During the last 6 years, Elmer has pioneered the use of nanoparticles of metalloid and metal oxides of micronutrients to suppress disease in economic crops. He helped organize The Center for Sustainable Nanotechnology at CAES, which is now part of a larger consortium of universities and laboratories funded by the National Science Foundation. He has worked to advance the use of nanofertilizers to impact root diseases of eggplants, soybeans, tomatoes, and watermelons and demonstrated specific root defense mechanisms that were being upregulated in response to nanofertilizers.

As an active member of The American Phytopathological Society (APS) for 40 years, Elmer has contributed to the society in many leadership capacities, including as a senior editor of Phytopathology from 2012 to 2015 and an associate editor of Plant Disease from 1992 to 1995. He also served as one of the first APS divisional forum representatives for the Northeastern Division from 2009 to 2012 and assumed a leading role in developing the divisional engagement plan under the new governance structure. In 2012, he co-organized the standing APS symposium that showcases winners of the graduate student awards. He also co-organized the APS symposia “Disease Suppression in Sustainable Agriculture in Relation to Mineral Nutrition" in 1995 and “Emerging Nano-Materials for Disease Management and Pathogen Diagnostics" in 2016. Elmer has served on the following APS committees: Membership Ad Hoc, Widely Prevalent Fungi, New Fungicide and Nematicide Data, Biological Control, Ornamental Diseases, and Soil Microbiology and Root Disease. He also has been very active in the Northeastern Division, serving as president, vice president, and secretary and also chairing the Local Arrangements, Site Selection, Graduate Student Awards, Extension, and Symposium Committees. The APS PRESS book that he co-edited, Mineral Nutrition and Plant Disease, received a Choice Outstanding Academic Title award and has been an APS best-seller for 12 consecutive years, generating more than $430,000 in gross sales for the society.

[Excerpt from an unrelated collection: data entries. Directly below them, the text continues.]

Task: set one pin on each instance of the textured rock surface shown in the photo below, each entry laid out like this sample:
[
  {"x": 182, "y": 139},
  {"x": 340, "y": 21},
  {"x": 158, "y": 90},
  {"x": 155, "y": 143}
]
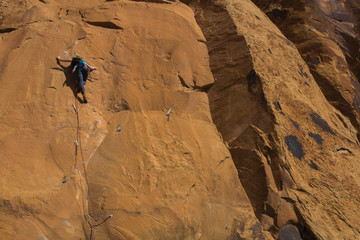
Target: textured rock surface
[
  {"x": 261, "y": 142},
  {"x": 160, "y": 179}
]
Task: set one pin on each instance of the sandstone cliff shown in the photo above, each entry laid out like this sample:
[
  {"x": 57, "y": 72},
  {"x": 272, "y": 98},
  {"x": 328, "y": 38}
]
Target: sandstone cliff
[{"x": 261, "y": 141}]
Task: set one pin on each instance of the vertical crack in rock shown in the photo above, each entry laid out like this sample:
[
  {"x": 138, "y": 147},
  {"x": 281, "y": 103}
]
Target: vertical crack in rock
[{"x": 238, "y": 107}]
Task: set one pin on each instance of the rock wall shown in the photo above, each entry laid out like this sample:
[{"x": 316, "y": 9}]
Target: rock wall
[{"x": 261, "y": 139}]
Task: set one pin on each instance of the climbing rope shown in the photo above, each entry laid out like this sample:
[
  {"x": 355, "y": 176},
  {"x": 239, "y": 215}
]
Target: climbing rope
[{"x": 98, "y": 221}]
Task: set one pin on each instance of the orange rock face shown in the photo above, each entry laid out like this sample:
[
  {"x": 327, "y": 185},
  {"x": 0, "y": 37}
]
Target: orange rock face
[{"x": 204, "y": 121}]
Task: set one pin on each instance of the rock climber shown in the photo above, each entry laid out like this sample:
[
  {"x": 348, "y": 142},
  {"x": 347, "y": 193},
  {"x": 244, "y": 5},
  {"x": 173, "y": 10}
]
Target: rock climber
[{"x": 81, "y": 71}]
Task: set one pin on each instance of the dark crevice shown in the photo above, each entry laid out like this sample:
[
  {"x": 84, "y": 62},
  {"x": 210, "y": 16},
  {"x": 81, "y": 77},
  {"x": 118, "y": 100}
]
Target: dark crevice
[
  {"x": 109, "y": 25},
  {"x": 238, "y": 92},
  {"x": 182, "y": 81}
]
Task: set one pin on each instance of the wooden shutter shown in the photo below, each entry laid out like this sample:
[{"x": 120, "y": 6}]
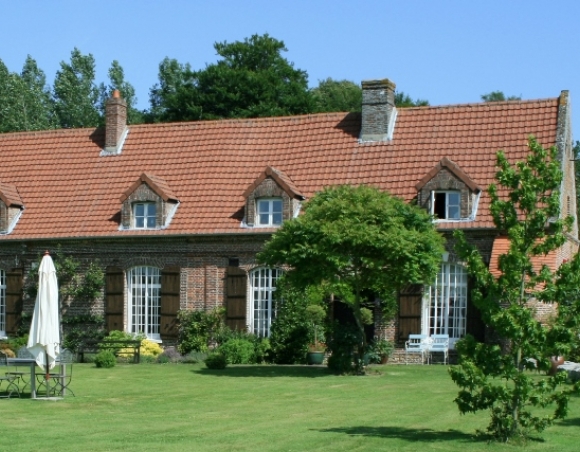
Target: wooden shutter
[
  {"x": 13, "y": 300},
  {"x": 114, "y": 298},
  {"x": 474, "y": 323},
  {"x": 170, "y": 293},
  {"x": 236, "y": 284},
  {"x": 410, "y": 300}
]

Elmer also has been very active outside APS. He recently co-edited the two-volume Handbook of Florists' Crops Diseases published by Springer and has served as an associate editor for Crop Protection since 2009. In Connecticut, he served on the governor's advisory council to enhance vocational agriculture education in the state's high schools. Although Elmer has no formal teaching responsibilities, he has mentored numerous high school interns and undergraduates and served on 11 graduate student committees at a number of universities, including the Universities of Connecticut, Florida, Massachusetts, Michigan, Texas, and Lavras, Brazil.

Elmer has published highly relevant articles in excellent journals on Fusarium diseases and on the role of nutrition in plant disease. He is regarded by the international community as an expert in both of these areas and has presented lectures and seminars in more than 10 countries. All of these accomplishments, coupled with his extensive service to APS, make him highly worthy of recognition as an APS Fellow.